16S rRNA phylogeny of Columbicola spp. symbionts. Phylogeny of Columbicola spp. symbionts (bold) and related bacteria based on maximum likelihood and Bayesian analyses of a 1.46-kbp fragment of 16S rRNA gene sequences. Insect symbionts are designed by the prefix “PE” (primary endosymbiont), “SE” (secondary endosymbiont) or “E” (if unknown), followed by insect host name and common name (or latin name of bird host for Columbicola spp.) The numbers adjacent to nodes indicate maximum likelihood bootstrap values (to left of diagonal line) and Bayesian posterior probabilities, where applicable (to right of line), for nodes with bootstrap support >50% and Bayesian posterior probabilities >0.5. Asterisks indicate nodes with 100% bootstrap support and Bayesian posterior probability = 1. The bold arrow highlights the location of the sequence derived from strain HS, the recently characterized progenitor of the Sodalis-allied symbionts. Numbers in parentheses represent the G + C content of the 16S rRNA sequences. Final numbers correspond to sample numbers in Additional file 5.
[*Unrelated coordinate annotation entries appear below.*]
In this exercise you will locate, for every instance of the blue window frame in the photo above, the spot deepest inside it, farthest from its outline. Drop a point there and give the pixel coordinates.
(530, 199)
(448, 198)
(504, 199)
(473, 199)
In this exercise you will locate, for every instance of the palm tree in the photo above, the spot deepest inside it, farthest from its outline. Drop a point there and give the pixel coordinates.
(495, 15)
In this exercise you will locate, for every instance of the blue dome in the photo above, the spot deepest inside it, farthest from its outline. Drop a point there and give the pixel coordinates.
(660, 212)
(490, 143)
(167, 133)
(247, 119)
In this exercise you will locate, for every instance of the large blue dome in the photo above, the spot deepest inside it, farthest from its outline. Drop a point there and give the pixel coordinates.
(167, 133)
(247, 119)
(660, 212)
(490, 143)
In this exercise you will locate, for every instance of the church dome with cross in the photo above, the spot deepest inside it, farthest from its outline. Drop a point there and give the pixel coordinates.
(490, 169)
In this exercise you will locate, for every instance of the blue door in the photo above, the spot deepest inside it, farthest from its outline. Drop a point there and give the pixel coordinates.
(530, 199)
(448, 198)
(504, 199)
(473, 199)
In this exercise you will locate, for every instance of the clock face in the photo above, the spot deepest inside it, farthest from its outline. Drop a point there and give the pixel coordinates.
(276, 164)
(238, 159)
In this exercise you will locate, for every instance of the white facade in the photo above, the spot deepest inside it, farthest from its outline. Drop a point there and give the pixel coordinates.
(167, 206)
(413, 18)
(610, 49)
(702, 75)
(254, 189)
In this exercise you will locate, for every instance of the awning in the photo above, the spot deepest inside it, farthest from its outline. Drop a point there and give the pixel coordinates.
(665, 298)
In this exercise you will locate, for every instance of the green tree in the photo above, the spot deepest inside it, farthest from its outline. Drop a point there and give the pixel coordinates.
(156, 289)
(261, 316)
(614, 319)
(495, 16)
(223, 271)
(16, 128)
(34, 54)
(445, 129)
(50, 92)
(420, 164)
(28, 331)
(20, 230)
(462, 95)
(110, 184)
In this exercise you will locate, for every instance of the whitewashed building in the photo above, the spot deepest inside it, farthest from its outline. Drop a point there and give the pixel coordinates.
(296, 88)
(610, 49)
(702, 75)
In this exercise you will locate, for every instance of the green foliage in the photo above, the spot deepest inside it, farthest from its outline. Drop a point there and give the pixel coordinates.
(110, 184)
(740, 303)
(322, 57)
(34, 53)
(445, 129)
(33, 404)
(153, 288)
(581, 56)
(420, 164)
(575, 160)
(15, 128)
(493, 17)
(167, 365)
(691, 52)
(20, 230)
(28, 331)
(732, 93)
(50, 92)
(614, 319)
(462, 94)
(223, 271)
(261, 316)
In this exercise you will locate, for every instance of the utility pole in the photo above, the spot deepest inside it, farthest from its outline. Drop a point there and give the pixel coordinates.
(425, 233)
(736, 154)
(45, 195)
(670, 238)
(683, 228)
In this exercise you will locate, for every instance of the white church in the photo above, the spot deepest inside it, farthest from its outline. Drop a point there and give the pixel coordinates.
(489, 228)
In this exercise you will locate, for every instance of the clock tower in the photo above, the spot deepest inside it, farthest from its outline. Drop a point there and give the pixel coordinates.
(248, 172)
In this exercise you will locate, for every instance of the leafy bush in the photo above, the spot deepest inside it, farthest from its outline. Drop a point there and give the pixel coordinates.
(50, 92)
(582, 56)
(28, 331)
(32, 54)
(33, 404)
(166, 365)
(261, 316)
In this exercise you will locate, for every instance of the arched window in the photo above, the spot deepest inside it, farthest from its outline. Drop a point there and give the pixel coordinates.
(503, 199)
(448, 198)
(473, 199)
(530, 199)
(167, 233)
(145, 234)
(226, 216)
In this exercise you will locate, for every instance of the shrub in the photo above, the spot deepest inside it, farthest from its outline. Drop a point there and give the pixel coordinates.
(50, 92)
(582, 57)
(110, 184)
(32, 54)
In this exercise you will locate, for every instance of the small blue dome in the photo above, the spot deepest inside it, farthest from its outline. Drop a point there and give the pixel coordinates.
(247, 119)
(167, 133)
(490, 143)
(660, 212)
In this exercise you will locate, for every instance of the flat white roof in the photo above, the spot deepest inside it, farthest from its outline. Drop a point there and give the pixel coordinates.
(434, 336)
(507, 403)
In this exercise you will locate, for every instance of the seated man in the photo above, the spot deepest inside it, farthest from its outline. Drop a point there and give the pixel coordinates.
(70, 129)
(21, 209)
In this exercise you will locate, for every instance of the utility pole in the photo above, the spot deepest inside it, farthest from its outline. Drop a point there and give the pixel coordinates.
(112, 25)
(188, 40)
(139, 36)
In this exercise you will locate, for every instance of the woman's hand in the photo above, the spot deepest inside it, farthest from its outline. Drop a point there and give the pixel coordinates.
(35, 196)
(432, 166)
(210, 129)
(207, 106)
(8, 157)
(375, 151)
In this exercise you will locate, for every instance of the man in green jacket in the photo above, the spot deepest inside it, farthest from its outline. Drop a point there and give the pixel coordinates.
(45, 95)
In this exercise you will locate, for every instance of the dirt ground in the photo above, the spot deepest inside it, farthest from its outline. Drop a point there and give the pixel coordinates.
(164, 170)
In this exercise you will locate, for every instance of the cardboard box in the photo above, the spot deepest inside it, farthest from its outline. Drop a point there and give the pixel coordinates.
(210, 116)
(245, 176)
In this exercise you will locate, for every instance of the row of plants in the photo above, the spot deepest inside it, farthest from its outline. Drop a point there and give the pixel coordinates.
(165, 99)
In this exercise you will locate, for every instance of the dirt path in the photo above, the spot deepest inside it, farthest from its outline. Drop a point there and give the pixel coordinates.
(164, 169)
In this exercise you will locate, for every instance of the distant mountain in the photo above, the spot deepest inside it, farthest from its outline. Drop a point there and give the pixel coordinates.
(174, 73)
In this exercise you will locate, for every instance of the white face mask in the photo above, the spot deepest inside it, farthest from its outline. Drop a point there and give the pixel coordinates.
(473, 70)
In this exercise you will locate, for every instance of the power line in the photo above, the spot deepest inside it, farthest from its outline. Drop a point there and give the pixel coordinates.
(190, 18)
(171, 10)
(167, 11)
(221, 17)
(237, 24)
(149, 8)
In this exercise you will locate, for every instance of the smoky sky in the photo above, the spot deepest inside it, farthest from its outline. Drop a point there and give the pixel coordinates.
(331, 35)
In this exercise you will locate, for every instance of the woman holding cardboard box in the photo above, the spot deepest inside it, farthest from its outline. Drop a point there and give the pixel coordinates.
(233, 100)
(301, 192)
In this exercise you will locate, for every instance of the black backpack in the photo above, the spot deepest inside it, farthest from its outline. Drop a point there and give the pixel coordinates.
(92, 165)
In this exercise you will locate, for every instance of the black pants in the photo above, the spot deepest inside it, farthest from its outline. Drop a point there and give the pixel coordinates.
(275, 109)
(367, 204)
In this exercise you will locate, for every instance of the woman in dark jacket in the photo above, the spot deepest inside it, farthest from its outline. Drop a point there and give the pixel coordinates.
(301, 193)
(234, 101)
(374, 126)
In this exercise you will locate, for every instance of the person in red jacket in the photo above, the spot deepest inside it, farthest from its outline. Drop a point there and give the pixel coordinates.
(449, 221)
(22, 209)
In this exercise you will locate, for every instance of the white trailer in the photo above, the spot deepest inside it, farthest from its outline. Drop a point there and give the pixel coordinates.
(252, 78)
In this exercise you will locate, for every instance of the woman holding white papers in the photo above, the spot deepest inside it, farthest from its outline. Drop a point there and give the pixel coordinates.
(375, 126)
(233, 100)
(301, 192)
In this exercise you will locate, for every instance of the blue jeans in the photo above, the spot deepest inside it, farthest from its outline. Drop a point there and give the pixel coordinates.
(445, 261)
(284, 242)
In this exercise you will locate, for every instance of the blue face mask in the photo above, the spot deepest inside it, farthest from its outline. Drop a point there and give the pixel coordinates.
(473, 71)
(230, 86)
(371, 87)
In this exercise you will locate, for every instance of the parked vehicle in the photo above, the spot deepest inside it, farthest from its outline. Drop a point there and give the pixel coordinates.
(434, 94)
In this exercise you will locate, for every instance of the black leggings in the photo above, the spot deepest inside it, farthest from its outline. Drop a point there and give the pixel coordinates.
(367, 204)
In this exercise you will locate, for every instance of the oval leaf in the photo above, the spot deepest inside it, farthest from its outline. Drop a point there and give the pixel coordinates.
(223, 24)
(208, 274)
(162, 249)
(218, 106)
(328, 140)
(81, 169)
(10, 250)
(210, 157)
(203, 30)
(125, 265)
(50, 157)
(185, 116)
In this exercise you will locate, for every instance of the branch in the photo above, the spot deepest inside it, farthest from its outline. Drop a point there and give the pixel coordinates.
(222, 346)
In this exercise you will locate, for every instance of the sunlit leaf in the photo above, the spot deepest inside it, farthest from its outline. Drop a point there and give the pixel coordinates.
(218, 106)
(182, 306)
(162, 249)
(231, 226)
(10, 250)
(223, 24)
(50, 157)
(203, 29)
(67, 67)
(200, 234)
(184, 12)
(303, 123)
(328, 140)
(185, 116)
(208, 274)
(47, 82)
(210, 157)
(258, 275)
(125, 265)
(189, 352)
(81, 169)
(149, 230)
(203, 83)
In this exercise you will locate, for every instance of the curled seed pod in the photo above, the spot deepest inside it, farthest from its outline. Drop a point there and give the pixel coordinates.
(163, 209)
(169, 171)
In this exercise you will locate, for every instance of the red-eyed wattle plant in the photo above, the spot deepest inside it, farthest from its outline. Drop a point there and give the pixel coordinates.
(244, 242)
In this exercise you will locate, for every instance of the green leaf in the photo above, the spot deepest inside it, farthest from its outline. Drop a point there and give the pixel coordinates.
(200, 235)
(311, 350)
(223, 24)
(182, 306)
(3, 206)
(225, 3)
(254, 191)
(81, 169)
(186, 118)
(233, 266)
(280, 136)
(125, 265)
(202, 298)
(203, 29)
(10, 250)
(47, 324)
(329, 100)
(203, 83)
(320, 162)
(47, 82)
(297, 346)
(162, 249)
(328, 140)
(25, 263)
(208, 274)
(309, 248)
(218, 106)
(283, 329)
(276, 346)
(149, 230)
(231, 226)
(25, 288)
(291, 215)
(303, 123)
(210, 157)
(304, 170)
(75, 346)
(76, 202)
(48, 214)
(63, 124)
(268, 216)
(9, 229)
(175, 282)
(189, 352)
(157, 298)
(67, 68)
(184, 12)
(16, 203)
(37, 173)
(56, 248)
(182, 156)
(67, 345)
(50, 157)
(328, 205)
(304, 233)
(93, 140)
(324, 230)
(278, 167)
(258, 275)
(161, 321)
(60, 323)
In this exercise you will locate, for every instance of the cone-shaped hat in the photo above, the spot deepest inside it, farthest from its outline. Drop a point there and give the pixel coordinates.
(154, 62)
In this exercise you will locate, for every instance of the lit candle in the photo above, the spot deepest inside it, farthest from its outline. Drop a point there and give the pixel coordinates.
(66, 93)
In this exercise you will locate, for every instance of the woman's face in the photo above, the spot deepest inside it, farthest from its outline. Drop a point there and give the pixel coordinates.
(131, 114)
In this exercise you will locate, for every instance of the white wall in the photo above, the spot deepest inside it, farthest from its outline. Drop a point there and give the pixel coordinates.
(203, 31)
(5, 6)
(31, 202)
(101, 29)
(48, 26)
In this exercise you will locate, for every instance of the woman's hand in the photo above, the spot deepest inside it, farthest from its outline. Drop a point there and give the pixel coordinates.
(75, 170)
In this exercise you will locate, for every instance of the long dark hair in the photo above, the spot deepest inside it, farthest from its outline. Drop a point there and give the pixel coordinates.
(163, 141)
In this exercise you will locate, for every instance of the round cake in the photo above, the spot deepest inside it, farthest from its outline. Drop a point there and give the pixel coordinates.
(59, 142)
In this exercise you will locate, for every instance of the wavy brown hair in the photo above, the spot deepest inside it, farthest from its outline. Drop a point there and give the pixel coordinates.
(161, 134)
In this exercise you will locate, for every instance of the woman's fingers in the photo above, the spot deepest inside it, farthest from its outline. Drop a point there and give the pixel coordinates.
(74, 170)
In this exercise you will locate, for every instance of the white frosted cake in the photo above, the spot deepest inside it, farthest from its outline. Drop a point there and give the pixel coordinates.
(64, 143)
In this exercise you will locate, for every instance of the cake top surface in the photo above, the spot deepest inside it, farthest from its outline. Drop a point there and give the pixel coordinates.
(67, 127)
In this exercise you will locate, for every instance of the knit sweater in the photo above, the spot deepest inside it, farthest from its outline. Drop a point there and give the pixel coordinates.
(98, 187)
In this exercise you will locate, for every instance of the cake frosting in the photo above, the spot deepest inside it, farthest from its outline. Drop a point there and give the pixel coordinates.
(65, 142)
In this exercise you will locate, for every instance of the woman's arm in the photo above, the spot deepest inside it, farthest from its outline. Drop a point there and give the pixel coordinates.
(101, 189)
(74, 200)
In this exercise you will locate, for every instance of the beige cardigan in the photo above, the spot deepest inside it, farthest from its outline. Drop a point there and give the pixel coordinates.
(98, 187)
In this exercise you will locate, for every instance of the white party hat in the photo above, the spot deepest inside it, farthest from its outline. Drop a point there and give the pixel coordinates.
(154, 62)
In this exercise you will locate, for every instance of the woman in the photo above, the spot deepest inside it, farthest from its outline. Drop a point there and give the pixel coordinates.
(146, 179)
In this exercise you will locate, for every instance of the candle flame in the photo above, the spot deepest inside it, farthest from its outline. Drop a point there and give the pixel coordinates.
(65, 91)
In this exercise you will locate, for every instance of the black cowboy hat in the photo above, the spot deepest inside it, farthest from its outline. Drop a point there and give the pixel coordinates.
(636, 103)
Phylogenetic analysis of multiple gene sequences of Columbicolaspp. symbionts

On the basis of combined sequence data of 16S rRNA, fusA and groEL genes, the symbionts of Columbicola spp. were also divided into three distinct clades A, B and C in the Gammaproteobacteria (Figure 2). Here the number of analyzed taxa was smaller because all three genes were not always successfully amplified by PCR from the louse samples. However, the phylogenetic relationships were entirely concordant with the analysis of the 16S rRNA sequence data alone (Figure 1). Notably, both ML and Bayesian support values were higher for the three clades of Columbicola spp. symbionts in the combined tree in comparison to the tree derived from 16S rDNA alone. This reflects the fact that the protein-coding sequences evolve in a more stable manner, allowing us to generate an alignment with less ambiguity with respect to outgroups.

Figure 2
figure 2

Multigene phylogeny of Columbicola spp. symbionts. Phylogeny of Columbicola spp. symbionts derived from maximum likelihood and Bayesian analyses of a combined data set consisting of 16S rRNA, fusA and groEL gene sequences. Conventions as in Figure 1.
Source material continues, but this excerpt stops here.